Elsewhere, nonprofits like the San Francisco AIDS Foundation and GLIDE offer free syringes, foil, tourniquets, and naloxone seven days a week on a drop-in basis. Both of these programs are funded by generous city grants — the San Francisco AIDS Foundation received over $20 million in public funds in 2021, while GLIDE got around $2.7 million, according to their respective tax returns. And for those not willing or able to get to the nonprofits’ offices, GLIDE even sends its employees to deliver drug-use supplies tent-to-tent.

And though technically illegal under federal law, rogue nonprofit workers also periodically set up “safe consumption sites” around San Francisco where addicts can consume drugs like fentanyl and meth under supervision and with free supplies. Convenience, as ever, is king. “We have stuff for people who inject drugs as well as smoke drugs, so have a couple of different sizes of needles for people to choose from," one nonprofit employee working at such a site told ABC7 last year.

Faced with this ecosystem of supportive services, permissive drug use, public camping, and theft laws — all of which seem designed to maximally enable the lifestyles of drug tourists amid a historic overdose crisis — the obvious question to ask is, simply: Why?
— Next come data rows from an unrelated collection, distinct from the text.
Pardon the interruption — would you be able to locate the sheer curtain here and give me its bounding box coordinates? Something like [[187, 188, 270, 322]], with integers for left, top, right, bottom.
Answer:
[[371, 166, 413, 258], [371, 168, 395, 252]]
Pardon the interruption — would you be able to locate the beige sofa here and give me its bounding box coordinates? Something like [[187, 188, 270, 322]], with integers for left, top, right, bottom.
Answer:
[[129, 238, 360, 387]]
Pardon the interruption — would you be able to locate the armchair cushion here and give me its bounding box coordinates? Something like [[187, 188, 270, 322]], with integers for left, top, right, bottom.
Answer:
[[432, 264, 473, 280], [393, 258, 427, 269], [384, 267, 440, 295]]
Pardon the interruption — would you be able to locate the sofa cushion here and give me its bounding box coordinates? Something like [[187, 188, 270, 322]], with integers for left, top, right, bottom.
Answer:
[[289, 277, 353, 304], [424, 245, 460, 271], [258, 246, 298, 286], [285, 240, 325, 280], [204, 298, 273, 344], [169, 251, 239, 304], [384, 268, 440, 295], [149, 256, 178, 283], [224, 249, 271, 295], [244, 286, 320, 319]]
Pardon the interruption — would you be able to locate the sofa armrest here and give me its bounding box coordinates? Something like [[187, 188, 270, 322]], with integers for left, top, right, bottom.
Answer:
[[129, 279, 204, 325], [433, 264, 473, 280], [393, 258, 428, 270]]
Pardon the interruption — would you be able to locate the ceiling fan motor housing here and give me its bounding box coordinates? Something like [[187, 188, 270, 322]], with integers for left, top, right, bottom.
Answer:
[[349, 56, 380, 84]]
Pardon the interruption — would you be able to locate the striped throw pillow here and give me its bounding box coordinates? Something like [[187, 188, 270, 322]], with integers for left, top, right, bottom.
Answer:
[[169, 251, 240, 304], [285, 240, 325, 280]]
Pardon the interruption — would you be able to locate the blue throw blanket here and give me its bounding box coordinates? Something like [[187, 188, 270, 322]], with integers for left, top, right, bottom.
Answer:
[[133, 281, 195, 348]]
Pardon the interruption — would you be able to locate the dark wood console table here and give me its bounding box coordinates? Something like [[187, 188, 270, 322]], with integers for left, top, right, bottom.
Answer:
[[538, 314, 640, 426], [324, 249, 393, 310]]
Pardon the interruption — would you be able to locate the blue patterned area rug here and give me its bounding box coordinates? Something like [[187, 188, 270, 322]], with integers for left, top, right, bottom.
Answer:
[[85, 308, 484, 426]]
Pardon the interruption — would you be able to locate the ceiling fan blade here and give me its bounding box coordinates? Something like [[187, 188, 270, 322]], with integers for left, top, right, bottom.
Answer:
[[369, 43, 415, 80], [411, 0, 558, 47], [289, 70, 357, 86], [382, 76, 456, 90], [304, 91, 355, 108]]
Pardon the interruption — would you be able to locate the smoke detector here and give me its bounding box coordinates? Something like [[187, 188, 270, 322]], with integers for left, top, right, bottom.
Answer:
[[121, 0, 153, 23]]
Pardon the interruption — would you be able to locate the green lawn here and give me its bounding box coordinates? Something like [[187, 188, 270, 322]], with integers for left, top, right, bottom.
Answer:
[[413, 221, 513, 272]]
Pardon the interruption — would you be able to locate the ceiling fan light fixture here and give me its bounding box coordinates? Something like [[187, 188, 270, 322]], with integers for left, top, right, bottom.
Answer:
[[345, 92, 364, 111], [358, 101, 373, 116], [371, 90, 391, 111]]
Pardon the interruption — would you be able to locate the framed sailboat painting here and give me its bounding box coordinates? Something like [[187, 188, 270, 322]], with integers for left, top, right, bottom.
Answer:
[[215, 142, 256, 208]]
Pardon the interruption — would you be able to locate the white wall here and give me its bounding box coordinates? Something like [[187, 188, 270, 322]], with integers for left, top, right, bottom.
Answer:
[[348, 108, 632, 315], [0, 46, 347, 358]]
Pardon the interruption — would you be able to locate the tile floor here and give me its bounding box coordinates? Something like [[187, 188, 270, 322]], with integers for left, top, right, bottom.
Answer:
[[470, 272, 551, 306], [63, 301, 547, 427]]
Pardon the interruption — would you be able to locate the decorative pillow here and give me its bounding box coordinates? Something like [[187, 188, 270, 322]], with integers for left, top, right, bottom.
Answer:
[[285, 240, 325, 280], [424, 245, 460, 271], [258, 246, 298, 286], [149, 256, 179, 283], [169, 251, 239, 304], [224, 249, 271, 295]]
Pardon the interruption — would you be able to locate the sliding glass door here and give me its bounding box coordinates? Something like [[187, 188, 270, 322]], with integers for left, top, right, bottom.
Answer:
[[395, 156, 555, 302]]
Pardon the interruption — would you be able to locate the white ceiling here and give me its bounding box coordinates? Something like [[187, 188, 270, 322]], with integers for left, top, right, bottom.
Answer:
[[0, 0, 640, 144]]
Why does San Francisco fund services that deliver instruments of death directly to tent doors? Why does the Coalition on Homelessness fight tooth-and-nail to protect people’s “right” to do drugs on city streets until they die? Though some of the nonprofit workers and city employees involved in pushing these services are doubtlessly motivated by the sincere belief that what they are doing is lifesaving work, others are less naive. “Downtown is for Drug Users,” says the Drug User Liberation Collective, an organization that recently put posters up around town protesting Mayor London Breed’s promise to crack down on open drug use.

In other words, addiction — like race, ethnicity, or sex — is an identity category worthy of protection, even if this "protection" is cruel and inhumane. And if drug users need cheap drugs, lax anti-camping laws, and low-stakes theft opportunities to fuel their habits, then who are we to not oblige? Downtown is for drug users, after all.